Why 0-1 knapsack problem is a NP complete problem, but this problem also has the dynamic programming solution? __ Dynamic Planning

Whether P is equal to NP is one of the most famous unsolved problems in computational complexity theory, a NP-complete problem, if we can find a polynomial-time algorithm to solve it, then the P=NP is explained.

Today, 0-1 knapsack problem has been proved to be NP complete problem, but it has a dynamic programming solution, this solution has the time complexity of O (n*w), where n is the number of items, W is the maximum weight of backpack constraints. So the time complexity is polynomial time for the input n,w, so the np=p is explained. Is there something wrong?

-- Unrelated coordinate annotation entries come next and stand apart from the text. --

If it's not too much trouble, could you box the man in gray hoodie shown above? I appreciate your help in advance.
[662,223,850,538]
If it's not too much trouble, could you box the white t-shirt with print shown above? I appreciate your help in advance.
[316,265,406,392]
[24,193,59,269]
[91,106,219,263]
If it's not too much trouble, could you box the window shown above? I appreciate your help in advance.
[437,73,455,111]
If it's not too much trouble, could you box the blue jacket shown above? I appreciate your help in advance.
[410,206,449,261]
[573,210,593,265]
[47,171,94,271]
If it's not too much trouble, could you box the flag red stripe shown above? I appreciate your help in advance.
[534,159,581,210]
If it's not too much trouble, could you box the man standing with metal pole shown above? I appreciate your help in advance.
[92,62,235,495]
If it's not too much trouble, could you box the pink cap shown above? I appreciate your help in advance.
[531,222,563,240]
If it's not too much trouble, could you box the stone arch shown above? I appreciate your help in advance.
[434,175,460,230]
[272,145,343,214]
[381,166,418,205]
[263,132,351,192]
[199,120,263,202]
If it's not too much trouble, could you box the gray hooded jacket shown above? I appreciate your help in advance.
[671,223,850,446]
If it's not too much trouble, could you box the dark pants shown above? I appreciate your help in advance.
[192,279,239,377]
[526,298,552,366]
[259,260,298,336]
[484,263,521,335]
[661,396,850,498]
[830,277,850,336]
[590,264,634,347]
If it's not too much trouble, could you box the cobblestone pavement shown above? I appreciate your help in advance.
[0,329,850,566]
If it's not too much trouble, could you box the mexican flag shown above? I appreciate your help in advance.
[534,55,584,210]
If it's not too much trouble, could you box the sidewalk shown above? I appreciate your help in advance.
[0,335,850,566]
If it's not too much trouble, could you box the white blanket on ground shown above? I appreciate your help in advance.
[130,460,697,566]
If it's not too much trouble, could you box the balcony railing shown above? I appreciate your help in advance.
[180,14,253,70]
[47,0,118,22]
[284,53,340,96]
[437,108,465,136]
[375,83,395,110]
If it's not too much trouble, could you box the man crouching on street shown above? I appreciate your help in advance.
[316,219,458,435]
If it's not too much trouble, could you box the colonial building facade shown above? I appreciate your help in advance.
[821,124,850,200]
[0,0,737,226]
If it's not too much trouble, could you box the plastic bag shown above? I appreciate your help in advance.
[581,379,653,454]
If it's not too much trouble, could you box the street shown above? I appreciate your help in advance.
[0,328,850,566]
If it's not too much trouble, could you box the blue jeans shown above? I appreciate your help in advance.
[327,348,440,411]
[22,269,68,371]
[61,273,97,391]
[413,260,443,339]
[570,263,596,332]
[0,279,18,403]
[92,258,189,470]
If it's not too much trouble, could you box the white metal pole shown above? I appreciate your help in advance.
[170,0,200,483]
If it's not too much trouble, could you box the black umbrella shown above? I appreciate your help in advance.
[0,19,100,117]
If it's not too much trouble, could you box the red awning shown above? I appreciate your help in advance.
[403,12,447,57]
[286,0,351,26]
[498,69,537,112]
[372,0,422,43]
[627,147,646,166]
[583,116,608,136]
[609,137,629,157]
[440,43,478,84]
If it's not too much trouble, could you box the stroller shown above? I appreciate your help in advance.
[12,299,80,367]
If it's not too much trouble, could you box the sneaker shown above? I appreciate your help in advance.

In fact, polynomial time is relative to the size of the input, the most intuitive input scale is the input to the algorithm data accounted for how many bits of memory. 0-1 the input of the backpack has the value of n items, the weight of n items, and the maximum load W of the backpack. Now assume that W occupies the number of bits L (that is, the maximum weight of the backpack input size is L), then log (W) =l, so O (n*w) =o (n*2^l), it is seen that the time complexity of the algorithm for the input scale L is a number of degrees, with the increase in the size of input L, The computation time will grow rapidly.

In fact, this kind of dynamic programming algorithm is called the Pseudo polynomial time algorithm, and the algorithm can't solve the problem in pseudo-polynomial time in real sense.